In the final workstream we brought together findings from the other research teams to create a comprehensive risk assessment for kauri dieback and myrtle rust.

We established a flexible risk assessment framework to enable a preliminary risk assessment to incorporate additional findings from our other workstreams and other Ngā Rakau Taketake and BioHeritage National Science Challenge investments.

• Long-term monitoring plots have been established in the Waitākere Ranges Regional Park, with the permission of Te Kawerau a Maki.
• Manaaki Whenua completed the report on “The state of Myrtaceae biomass within natural forest of New Zealand”.
• Dr Marijke Struijk has been recruited to take over from Dr Rebecca Le Grice as a Post-Doctoral Fellow at the University of Waikato. She will study the spatial and energetic structure of soil invertebrate food webs in kauri forests and to investigate how kauri dieback affects the stability of associated ecosystem functions in these unique forests.
• Tracy Godfery has been recruited as a PhD student (University of Auckland), to work within this research team and the He Tangata, He Taiao, He Ōhanga team. She will be working with mana whenua through Te Whakahononga to develop a risk assessment framework that weaves mātauranga Māori and Western science together.

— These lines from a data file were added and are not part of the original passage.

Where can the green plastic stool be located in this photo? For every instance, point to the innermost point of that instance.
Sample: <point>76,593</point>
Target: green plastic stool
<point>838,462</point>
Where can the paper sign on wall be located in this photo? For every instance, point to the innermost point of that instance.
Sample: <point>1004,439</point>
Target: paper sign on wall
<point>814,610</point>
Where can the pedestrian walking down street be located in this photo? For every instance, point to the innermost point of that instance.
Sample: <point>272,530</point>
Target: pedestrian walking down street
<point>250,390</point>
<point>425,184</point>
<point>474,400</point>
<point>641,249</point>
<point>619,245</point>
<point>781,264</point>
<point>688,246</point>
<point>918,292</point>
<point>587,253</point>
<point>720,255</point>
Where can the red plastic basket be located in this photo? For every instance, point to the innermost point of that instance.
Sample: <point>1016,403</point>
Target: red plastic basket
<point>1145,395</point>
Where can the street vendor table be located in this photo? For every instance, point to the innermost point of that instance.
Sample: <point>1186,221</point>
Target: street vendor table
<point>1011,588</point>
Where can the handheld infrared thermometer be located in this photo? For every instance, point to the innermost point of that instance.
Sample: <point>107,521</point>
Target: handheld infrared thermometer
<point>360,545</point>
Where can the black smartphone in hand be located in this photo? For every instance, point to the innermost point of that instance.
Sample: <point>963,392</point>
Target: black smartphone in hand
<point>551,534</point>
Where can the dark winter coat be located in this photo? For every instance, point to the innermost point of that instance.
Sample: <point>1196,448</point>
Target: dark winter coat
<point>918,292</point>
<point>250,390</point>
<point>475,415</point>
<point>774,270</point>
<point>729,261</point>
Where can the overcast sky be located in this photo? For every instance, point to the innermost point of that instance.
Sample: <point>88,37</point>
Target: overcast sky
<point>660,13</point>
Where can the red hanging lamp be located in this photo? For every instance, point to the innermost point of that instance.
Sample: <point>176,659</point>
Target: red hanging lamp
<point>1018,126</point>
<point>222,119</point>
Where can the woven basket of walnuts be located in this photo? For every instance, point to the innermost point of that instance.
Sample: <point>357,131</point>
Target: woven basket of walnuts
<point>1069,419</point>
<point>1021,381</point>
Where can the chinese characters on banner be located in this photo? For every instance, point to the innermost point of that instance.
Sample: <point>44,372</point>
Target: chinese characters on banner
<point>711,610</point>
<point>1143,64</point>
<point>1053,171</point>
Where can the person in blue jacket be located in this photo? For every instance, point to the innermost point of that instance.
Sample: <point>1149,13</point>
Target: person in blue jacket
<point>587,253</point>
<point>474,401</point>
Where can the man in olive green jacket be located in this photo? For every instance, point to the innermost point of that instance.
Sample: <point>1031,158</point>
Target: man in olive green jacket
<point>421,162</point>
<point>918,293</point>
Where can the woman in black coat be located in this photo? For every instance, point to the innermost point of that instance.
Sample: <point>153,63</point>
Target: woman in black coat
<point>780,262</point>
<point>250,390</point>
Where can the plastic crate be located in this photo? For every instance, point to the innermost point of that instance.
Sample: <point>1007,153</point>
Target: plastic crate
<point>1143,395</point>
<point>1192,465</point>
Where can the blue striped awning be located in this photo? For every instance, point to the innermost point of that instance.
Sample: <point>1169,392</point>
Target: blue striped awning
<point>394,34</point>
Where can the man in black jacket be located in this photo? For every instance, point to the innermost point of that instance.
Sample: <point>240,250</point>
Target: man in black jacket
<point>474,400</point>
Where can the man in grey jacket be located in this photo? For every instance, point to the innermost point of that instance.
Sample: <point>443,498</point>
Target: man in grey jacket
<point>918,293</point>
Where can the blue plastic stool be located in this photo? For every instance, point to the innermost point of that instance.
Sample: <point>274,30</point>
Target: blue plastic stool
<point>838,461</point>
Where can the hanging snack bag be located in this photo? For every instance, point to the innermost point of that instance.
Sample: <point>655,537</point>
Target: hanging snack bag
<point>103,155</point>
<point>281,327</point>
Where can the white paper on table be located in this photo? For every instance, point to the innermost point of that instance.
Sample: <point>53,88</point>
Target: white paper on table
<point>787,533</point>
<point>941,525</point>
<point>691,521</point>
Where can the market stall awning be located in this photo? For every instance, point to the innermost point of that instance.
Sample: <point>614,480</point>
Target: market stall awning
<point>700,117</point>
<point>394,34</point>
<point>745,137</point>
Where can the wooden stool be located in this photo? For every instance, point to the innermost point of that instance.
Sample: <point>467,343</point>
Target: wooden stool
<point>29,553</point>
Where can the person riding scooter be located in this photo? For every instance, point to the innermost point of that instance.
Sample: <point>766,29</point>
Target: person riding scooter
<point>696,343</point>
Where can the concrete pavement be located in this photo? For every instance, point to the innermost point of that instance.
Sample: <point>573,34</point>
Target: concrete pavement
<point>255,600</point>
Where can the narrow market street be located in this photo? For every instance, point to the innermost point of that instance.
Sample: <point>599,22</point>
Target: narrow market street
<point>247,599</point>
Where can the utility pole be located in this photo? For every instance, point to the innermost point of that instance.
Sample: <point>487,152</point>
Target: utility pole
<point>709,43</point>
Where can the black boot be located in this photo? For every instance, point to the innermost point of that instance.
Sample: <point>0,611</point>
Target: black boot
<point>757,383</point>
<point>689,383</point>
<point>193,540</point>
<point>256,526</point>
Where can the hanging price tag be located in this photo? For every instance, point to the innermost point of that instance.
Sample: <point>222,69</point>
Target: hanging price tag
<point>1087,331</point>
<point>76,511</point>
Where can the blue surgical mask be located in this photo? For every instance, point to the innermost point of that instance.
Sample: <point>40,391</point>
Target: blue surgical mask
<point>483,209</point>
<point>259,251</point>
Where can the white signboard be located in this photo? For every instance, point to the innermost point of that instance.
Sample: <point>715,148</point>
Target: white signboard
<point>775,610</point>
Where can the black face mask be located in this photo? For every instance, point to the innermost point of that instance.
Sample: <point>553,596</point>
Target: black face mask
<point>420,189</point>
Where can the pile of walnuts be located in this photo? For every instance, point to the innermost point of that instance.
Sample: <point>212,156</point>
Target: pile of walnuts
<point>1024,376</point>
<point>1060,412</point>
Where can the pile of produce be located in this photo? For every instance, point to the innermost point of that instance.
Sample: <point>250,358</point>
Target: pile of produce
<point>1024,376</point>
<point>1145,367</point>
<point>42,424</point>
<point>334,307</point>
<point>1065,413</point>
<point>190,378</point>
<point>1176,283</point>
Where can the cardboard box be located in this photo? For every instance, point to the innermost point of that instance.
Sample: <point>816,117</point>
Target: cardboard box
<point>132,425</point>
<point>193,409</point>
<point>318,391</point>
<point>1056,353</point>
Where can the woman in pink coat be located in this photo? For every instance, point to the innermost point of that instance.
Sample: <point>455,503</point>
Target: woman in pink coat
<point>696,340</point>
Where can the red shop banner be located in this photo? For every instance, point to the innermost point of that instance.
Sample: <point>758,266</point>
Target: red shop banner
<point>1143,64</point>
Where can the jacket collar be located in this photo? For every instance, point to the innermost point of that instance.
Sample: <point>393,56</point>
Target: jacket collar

Tracy will start with kauri dieback and myrtle rust before expanding the framework into something adaptable for future threats.
• Toby Elliot has been recruited as PhD student (University of Auckland) to investigate the resilience of kauri populations to demographic change under multiple stressors (kauri dieback, climate) using repeated-measure plot-based data, dendroecological information, and state-of-the-art population models.
• Zoe King has been recruited as PhD student (Auckland University of Technology) to investigate microbial communities and how they may be affected by kauri dieback using molecular and biogeochemical techniques.
• Scoping of existing economic values and impacts data is now complete.
• Master’s Students (three at the University of Auckland; one at Auckland University of Technology) are working on the effects of kauri health on organic layer biomass and chemistry, litter decompositon, and root productivity.